The Terrys assert that there is a genuine issue of material fact regarding whether Gray acted in bad faith by making payments on certain claims despite GTS having valid defenses against those claims. 5 However, by the very terms of the surety agreement, whether GTS had a valid defense against a subcontractor’s claim was not a condition precedent to GTS’s and the Terrys’ obligations to indemnify Gray.
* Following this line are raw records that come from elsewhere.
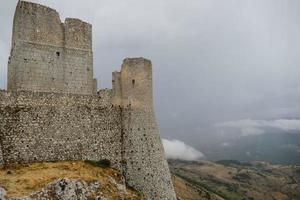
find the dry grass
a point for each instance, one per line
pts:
(24, 180)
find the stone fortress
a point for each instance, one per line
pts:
(52, 110)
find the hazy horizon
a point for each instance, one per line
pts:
(222, 69)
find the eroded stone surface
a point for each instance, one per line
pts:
(52, 112)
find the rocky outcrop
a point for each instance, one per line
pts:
(64, 189)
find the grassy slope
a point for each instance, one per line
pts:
(26, 179)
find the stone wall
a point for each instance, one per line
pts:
(48, 55)
(145, 165)
(49, 127)
(52, 112)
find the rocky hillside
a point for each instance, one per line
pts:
(64, 180)
(235, 181)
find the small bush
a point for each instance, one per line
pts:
(100, 163)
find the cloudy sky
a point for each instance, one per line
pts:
(217, 64)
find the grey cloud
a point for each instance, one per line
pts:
(175, 149)
(213, 60)
(257, 127)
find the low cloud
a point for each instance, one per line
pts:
(258, 127)
(176, 149)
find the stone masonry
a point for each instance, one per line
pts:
(52, 110)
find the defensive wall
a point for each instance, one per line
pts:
(52, 110)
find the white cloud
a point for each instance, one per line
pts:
(257, 127)
(175, 149)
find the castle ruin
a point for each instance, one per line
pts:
(52, 110)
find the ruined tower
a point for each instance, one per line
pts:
(146, 168)
(48, 55)
(52, 111)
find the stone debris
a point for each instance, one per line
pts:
(64, 189)
(51, 110)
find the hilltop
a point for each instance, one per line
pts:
(80, 180)
(234, 180)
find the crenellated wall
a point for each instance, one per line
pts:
(145, 165)
(48, 127)
(51, 110)
(48, 55)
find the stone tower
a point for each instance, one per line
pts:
(51, 110)
(145, 166)
(48, 55)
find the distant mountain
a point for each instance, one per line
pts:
(276, 148)
(234, 180)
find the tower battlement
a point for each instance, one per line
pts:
(51, 110)
(48, 55)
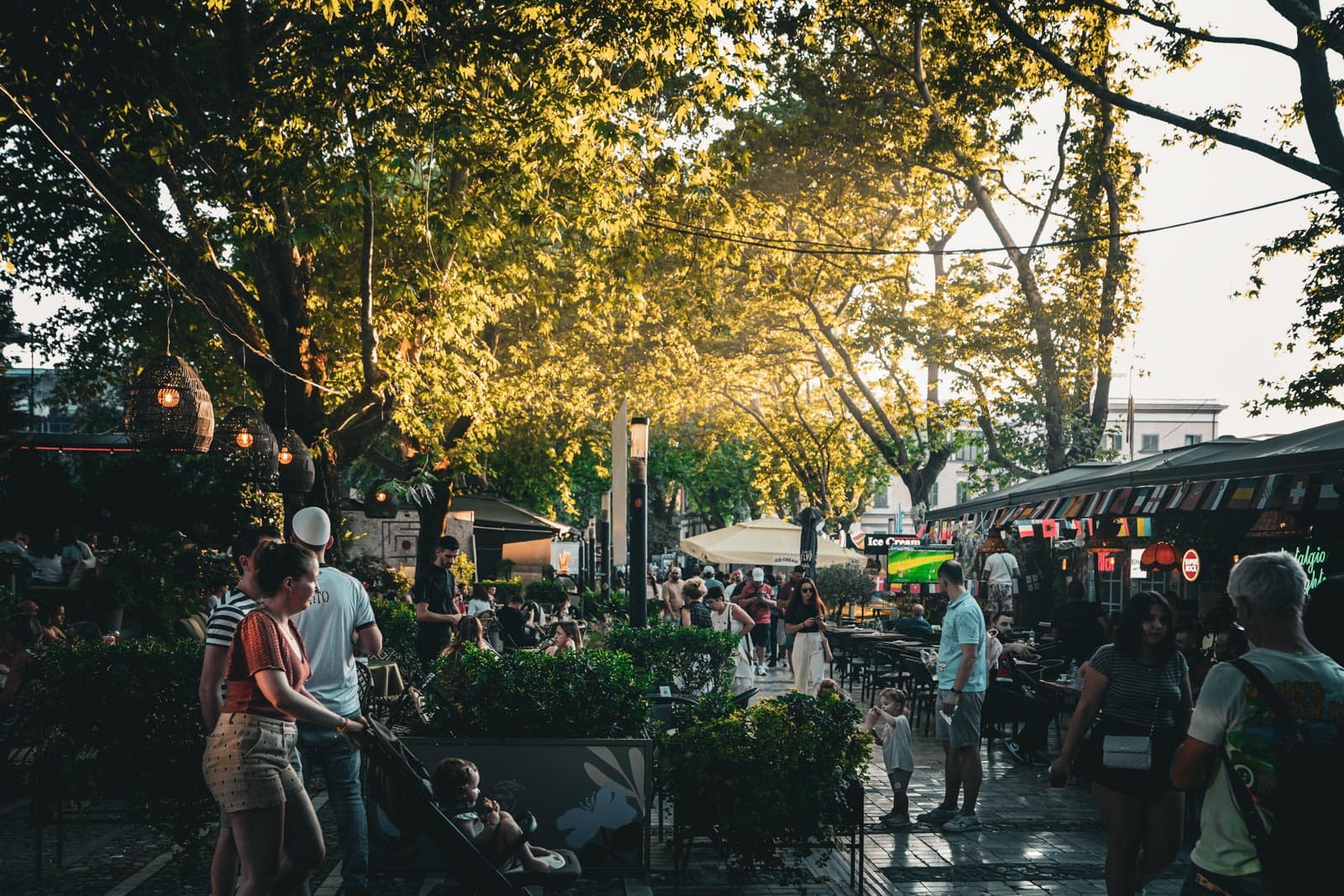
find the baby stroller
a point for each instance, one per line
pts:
(407, 795)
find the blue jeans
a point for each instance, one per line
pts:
(340, 763)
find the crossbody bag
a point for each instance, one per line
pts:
(1132, 752)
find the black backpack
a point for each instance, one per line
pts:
(1299, 848)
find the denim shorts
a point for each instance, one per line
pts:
(246, 762)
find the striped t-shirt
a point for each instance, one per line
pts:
(225, 618)
(1137, 692)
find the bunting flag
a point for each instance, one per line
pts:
(1119, 501)
(1270, 493)
(1194, 495)
(1297, 492)
(1216, 493)
(1242, 493)
(1155, 500)
(1140, 499)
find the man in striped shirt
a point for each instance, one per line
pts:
(219, 634)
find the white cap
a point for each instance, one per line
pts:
(312, 527)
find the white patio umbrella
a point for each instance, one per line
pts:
(765, 542)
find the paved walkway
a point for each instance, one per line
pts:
(1034, 840)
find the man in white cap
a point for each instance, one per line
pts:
(338, 620)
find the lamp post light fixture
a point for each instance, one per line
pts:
(638, 517)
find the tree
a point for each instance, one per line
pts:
(353, 202)
(1320, 38)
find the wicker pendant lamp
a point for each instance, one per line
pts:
(297, 472)
(245, 449)
(168, 409)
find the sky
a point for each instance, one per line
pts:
(1195, 338)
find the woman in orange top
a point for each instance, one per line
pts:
(246, 761)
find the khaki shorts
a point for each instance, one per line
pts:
(246, 762)
(964, 730)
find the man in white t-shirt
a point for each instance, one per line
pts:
(338, 620)
(1233, 718)
(1000, 571)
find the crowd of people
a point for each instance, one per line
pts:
(1257, 741)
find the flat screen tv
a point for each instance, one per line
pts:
(911, 566)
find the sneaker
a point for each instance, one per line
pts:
(937, 815)
(961, 824)
(1018, 754)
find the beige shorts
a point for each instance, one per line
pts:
(246, 762)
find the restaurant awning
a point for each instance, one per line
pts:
(765, 542)
(1315, 457)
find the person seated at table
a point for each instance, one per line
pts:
(914, 624)
(496, 835)
(1007, 700)
(568, 637)
(483, 600)
(1079, 626)
(517, 627)
(53, 617)
(470, 631)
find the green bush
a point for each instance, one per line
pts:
(691, 660)
(123, 721)
(765, 778)
(504, 589)
(378, 578)
(396, 622)
(577, 694)
(844, 584)
(546, 593)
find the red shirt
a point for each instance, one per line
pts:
(759, 611)
(260, 645)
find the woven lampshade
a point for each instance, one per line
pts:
(1159, 557)
(1274, 524)
(245, 449)
(168, 409)
(381, 504)
(296, 464)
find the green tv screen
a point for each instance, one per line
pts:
(916, 566)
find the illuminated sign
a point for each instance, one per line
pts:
(1189, 564)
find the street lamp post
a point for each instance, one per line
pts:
(604, 543)
(638, 521)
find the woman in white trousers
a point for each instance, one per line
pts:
(806, 620)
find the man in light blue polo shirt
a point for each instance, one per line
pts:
(961, 692)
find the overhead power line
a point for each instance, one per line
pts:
(820, 248)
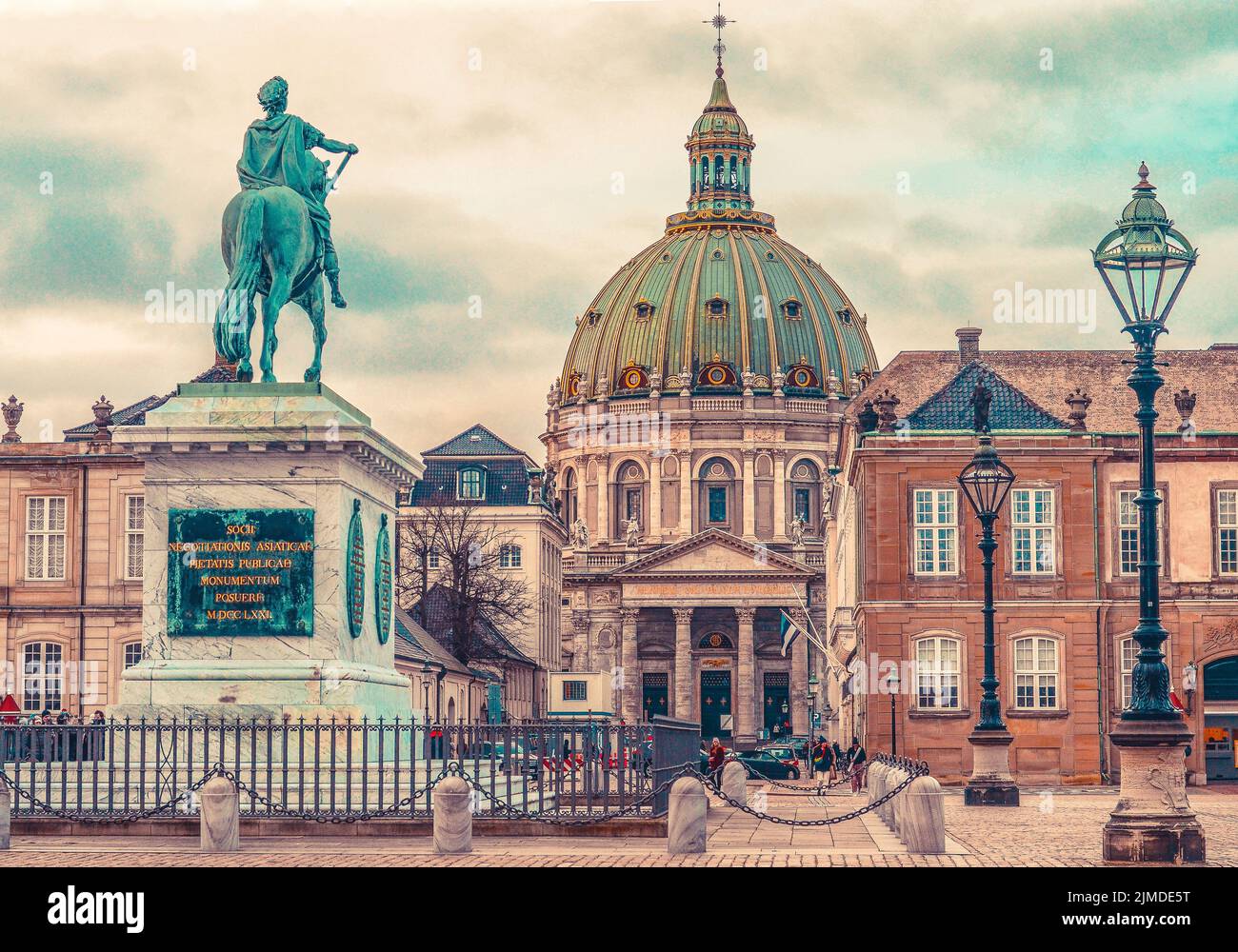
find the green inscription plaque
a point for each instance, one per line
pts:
(240, 572)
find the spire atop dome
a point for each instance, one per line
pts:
(719, 24)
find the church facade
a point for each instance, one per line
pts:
(689, 438)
The surety agreement only requires that Gray incur the expenses “because of having furnished any Bond,” and it is undisputed that the losses Gray is claiming were incurred in connection to having furnished bonds in favor of GTS. Furthermore, the Terrys failed to adduce any evidence indicating that Gray acted with any dishonesty or commercial unreasonableness when investigating and settling the underlying claims. 6
The Terrys argue that summary judgment is improper because Gray has not provided proper documentation of the Attorney’s fees and costs it incurred in excess of $600,000. Under the terms of the surety agreement, the evidence Gray adduced to prove its fees is adequate to establish the Terrys’ obligation to indemnify: “Vouchers or other evidence of such payments, including records of any nature maintained by the Surety in the ordinary course of business, shall be prima facie evidence of the existence and extent of the liability of the Indemnitors to the Surety.” 7 Gray provided ledgers it kept in the ordinary course of business indicating the payments it made for legal services in connection with the claims submitted under the bonds. These records were sufficient, under the agreement, to establish a prima facie case against the Terrys for indemnification. The Terrys have failed to provide any evidence to rebut the accuracy of these fees or that would indicate that Gray acted in bad faith. ’ Instead, the Ter-rys assert that the amount of Gray’s legal fees is unreasonable. They rely on Central Progressive Bank v. Bradley for the proposition that Louisiana law prohibits lawyers from charging a “clearly excessive fee.” 8 The decision in Central Progressive dealt with a rule against excessive fees as set forth in the disciplinary rules for the Louisiana bar. That case did not concern an indemnity agreement. 9 In any event, the Terrys provided no evidence that would indicate that the amount of legal fees Gray incurred over several years, litigating claims asserted by a number of GTS’s subcontractors, was excessive, let alone clearly so.